Geschenkt wurden kürzlich dringend notwendige Turnschuhe und ein Fahrradschloss sowie Schulsachen für das Kind und Lebensmittel. Dafür herzlichen Dank an die Supporter <3


Die dringendsten Sachen die derzeit benötigt werden

  • T-Shirts für das Kind
  • Kettenöl und Fahrradwerkzeug für Tochterkinds neues Fahrrad (ca. 30,00 €)
  • Eine neue C-Pap Maske für mein Schlafapnoe-Atemgerät (179,00 € + 29,90 € für den Schlauch)

Folgend noch mal der Text, der auf *pieeeeep* stand:

Mein Name ist Mario, habe eine Tochter, bin 52 Jahre alt und ich bin esssüchtig.

Hallo, es freut mich, dass Du es als erachtenswert siehst, Dir meine Spendenseite anzuschauen. Dafür schon mal meinen herzlichsten Dank. Ich beschreibe im Folgenden etwas, wie ich in die heutige Situation gekommen bin und was mich aktuell dazu bewegt hat, um Hilfe zu bitten.

Mein Lebensweg war nie wirklich leicht, schon mit 17 Jahren litt ich an Depressionen, die mich mit 18 dazu führten, meinem Leben ein Ende setzen zu wollen. Der Versuch ging daneben und das ist auch gut so. Ich fing 1990 an, den Beruf des Krankenpflegers zu erlernen. In diesem Beruf arbeitete ich bis 2002. Ich habe mir im Beruf drei Bandscheiben ruiniert, was mich in eine schwere Schmerzmittelabhängigkeit trieb. 2002 kam dann der große Zusammenbruch. Ich war nicht mehr in der Lage, meinen Beruf auszuüben. Ich begann einen Entzug der Schmerzmittel ohne Hilfe und ich rutschte von einer Schmerzmittelsucht in eine Essstörung. So habe ich von 2002 bis 2004 von 140 kg auf 230 kg zugenommen.
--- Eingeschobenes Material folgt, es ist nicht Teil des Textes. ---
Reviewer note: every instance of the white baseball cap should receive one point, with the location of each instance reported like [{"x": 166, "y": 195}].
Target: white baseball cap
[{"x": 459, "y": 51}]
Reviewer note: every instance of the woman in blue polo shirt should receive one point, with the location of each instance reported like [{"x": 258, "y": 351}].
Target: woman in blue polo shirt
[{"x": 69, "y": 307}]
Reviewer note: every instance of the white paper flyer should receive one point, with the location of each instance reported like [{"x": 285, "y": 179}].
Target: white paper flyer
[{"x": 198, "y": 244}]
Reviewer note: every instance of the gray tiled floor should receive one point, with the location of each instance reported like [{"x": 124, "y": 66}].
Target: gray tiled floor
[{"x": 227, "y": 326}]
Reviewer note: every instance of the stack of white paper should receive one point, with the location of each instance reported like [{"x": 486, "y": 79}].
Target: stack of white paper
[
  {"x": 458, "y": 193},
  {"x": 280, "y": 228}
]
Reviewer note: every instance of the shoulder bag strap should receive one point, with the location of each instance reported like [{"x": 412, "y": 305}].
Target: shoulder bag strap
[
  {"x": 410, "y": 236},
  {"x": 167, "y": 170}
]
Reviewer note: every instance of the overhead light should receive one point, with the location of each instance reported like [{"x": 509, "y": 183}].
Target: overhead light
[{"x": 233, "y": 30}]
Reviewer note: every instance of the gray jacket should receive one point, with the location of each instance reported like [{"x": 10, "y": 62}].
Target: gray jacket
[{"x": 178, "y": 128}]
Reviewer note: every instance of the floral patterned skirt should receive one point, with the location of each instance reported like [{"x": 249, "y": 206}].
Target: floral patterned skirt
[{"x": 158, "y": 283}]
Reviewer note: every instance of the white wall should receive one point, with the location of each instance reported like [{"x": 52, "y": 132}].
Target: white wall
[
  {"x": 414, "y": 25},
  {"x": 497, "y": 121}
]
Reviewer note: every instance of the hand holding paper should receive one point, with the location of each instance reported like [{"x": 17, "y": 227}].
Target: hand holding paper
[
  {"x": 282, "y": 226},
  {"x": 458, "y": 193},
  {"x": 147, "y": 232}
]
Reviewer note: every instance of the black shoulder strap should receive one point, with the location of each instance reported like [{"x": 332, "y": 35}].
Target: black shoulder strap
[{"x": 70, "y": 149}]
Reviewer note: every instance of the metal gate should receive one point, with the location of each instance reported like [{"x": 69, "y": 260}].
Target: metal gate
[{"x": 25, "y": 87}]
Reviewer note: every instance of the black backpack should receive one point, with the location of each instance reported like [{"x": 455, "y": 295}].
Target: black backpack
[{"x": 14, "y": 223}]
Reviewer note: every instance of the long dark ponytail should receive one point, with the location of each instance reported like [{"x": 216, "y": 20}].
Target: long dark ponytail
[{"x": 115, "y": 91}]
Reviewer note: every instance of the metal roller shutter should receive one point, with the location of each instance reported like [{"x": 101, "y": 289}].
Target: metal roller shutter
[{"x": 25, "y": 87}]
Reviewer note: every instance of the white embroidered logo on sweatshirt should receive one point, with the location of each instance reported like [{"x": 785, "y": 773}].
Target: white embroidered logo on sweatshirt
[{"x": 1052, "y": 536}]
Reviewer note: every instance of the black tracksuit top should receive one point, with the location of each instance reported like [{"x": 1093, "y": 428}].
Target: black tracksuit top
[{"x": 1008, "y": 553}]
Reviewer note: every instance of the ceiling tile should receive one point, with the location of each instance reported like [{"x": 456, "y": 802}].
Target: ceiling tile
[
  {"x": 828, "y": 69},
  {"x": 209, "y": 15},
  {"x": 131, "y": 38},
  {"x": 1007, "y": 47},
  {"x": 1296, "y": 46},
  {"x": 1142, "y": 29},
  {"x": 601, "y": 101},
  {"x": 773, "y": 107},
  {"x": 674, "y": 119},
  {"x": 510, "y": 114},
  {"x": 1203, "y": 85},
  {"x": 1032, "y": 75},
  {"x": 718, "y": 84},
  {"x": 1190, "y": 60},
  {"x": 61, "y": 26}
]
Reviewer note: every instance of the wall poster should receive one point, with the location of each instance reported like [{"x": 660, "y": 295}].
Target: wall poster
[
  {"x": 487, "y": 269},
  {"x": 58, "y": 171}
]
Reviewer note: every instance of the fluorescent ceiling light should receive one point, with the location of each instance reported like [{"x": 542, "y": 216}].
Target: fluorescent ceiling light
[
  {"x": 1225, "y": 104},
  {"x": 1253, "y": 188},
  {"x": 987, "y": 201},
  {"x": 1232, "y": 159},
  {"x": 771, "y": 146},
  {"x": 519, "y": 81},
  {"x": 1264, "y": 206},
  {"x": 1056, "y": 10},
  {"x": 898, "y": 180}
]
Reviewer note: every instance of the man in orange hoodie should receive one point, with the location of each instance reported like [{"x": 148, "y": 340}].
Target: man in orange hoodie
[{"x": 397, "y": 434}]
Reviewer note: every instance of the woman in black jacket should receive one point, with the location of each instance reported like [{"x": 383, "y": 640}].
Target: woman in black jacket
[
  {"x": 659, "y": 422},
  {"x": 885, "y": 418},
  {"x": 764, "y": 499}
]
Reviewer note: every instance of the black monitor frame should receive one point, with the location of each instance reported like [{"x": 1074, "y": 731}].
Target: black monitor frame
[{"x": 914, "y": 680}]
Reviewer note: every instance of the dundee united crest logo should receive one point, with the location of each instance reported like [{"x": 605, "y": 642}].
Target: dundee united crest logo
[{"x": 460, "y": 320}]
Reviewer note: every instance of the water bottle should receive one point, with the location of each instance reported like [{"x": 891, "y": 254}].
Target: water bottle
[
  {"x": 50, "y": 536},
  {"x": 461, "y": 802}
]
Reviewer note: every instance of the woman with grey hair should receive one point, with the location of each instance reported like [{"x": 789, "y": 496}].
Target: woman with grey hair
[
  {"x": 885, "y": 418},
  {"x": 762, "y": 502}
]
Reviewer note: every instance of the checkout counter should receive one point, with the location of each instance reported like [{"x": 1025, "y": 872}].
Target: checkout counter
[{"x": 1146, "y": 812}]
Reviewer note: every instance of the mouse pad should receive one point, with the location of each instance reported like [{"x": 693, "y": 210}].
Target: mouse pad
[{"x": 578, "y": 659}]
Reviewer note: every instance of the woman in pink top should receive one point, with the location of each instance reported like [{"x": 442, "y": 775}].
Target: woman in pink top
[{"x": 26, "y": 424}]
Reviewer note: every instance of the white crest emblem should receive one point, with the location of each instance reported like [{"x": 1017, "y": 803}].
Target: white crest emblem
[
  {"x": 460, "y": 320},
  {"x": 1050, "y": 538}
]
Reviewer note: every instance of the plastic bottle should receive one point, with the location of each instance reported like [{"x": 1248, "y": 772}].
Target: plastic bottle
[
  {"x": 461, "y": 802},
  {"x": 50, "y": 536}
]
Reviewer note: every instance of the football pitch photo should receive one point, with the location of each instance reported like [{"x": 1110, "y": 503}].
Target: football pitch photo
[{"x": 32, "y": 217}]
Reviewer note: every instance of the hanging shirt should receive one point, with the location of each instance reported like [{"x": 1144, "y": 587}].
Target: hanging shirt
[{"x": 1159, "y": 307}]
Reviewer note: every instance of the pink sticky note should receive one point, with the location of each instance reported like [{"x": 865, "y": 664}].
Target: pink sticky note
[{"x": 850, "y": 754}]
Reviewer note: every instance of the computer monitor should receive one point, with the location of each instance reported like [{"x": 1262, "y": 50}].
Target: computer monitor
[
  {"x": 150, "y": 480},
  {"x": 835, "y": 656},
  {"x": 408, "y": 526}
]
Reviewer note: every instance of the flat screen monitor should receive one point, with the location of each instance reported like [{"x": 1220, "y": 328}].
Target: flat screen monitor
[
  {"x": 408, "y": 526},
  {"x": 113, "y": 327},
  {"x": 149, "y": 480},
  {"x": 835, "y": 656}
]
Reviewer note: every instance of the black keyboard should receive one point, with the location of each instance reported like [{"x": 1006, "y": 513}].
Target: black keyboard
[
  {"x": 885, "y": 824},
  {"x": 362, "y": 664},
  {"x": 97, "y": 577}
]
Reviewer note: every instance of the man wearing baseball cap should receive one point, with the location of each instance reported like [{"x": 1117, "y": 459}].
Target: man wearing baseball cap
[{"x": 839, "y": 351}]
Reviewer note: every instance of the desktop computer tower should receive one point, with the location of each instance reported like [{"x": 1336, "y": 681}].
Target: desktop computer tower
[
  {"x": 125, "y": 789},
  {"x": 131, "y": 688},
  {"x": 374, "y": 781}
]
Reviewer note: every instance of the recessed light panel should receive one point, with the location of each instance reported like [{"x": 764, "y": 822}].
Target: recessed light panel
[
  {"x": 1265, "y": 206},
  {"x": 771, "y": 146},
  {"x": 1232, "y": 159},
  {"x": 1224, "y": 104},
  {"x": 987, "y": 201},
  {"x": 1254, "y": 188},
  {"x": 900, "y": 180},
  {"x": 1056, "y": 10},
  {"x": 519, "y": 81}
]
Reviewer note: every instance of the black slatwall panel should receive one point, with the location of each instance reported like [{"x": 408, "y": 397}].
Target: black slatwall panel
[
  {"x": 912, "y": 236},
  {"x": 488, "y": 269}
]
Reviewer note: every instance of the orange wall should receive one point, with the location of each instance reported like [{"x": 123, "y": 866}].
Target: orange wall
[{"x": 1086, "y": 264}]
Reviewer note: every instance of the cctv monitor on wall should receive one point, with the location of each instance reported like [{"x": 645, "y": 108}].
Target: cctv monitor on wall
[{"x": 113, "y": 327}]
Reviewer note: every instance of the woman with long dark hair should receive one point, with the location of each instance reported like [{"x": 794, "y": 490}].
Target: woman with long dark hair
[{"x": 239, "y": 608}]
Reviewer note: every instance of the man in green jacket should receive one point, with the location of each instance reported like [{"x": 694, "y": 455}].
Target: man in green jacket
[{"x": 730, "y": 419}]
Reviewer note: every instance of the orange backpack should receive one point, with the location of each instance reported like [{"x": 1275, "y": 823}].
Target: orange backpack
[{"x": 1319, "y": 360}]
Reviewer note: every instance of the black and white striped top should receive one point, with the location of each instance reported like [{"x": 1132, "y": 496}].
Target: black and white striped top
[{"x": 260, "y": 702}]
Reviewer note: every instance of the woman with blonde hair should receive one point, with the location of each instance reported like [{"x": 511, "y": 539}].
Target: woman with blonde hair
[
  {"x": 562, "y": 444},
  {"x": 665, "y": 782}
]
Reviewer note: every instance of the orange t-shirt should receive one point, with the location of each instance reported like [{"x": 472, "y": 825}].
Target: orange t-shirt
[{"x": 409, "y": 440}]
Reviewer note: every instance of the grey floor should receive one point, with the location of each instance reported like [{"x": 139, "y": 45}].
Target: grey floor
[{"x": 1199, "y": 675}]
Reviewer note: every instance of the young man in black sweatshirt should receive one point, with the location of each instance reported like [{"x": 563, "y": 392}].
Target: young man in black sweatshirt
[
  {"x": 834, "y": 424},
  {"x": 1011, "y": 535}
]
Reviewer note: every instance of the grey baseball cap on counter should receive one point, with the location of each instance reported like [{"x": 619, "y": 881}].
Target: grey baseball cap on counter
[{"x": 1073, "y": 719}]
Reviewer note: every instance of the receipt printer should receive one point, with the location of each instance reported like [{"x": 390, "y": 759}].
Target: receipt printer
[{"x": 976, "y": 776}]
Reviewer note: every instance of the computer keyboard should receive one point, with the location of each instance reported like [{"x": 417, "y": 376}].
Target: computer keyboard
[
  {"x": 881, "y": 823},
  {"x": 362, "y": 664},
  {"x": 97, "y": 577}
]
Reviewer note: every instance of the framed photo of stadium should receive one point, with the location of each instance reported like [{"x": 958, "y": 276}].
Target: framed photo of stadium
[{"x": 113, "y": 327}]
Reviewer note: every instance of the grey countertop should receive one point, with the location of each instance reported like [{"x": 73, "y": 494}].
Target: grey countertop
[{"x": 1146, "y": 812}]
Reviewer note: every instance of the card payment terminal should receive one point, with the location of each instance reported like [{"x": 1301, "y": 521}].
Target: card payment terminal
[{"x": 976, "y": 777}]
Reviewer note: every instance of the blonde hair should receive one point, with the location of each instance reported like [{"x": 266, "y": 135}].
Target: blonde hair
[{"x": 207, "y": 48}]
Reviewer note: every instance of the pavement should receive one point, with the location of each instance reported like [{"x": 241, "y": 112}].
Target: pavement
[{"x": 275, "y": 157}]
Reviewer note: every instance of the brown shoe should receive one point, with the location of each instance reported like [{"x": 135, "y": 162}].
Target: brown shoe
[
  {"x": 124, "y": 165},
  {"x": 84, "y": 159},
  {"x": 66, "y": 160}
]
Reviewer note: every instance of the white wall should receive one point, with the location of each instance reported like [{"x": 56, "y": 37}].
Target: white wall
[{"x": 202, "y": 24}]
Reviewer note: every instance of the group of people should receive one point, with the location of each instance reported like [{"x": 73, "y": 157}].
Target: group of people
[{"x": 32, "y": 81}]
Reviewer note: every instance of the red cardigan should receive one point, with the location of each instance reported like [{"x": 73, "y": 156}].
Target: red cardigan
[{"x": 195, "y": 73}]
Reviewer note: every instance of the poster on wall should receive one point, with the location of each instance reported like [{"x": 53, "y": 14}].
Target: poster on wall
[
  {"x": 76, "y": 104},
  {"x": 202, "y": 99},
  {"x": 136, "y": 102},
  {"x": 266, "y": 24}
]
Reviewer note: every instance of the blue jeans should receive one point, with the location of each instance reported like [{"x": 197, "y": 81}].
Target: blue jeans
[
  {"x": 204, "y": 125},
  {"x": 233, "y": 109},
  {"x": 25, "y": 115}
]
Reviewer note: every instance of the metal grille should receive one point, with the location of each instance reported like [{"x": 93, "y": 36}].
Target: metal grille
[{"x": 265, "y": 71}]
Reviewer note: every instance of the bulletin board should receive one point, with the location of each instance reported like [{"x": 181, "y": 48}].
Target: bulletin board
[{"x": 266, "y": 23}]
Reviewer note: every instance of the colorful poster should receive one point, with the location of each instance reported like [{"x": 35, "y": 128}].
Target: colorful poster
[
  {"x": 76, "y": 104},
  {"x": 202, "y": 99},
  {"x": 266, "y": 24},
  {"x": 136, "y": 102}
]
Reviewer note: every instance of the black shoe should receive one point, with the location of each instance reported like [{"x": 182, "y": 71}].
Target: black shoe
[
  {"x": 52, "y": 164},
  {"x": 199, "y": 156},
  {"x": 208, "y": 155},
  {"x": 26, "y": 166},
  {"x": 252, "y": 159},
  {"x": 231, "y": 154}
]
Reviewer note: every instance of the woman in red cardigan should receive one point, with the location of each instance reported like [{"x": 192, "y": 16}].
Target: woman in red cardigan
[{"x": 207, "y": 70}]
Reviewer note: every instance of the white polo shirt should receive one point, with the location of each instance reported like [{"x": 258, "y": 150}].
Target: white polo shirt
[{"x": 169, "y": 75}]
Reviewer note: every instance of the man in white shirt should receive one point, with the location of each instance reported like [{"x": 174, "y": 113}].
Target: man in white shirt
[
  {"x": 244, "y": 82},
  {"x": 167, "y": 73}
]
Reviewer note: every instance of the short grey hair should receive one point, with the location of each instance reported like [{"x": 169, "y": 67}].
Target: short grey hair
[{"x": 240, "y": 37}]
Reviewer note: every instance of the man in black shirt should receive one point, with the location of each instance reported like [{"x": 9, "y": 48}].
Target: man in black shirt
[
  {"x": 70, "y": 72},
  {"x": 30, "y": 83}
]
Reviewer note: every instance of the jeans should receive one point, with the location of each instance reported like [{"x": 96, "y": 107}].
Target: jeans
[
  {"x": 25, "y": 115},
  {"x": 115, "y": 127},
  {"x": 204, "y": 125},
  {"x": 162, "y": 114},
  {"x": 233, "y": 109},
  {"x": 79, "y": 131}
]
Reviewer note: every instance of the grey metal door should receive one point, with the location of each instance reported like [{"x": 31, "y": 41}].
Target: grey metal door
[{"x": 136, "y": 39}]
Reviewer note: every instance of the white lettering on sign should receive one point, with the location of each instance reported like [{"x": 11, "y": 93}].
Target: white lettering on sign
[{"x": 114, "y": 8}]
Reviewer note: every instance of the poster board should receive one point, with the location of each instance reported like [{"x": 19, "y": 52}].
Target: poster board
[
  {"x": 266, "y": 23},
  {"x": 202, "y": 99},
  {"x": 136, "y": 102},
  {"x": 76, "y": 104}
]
2004 war mein Leidensdruck so hoch und ich begann abzunehmen. Es gelang mir bis 2006 120 kg abzunehmen. Ich begann eine Umschulung, ich fand eine neue Liebe, ich wurde Vater und es schien, als wären meine schlimmsten Jahre vorbei. Die neuen Lebensbedingungen waren zu viel für mich und schleichend rutschte ich wieder in meine Essstörung zurück. Es ist übrigens das Binge Eating Syndrom. Diesmal wurde alles noch schlimmer, als es jemals war. Ich habe zugenommen auf 268 kg (das war 2017) und es entwickelte sich noch eine ausgeprägte soziale Angststörung. Die Jahre bis dahin waren schlimm, meine Ehe entwickelte sich zur Hölle, es gab psychischen Missbrauch und meine damalige Frau führte ein Doppelleben, bis sie 2018 von einem Tag auf den anderen verschwand und mich schwerstbehindert mit meinem Kind und einem fünfstelligen Schuldenberg zurückließ.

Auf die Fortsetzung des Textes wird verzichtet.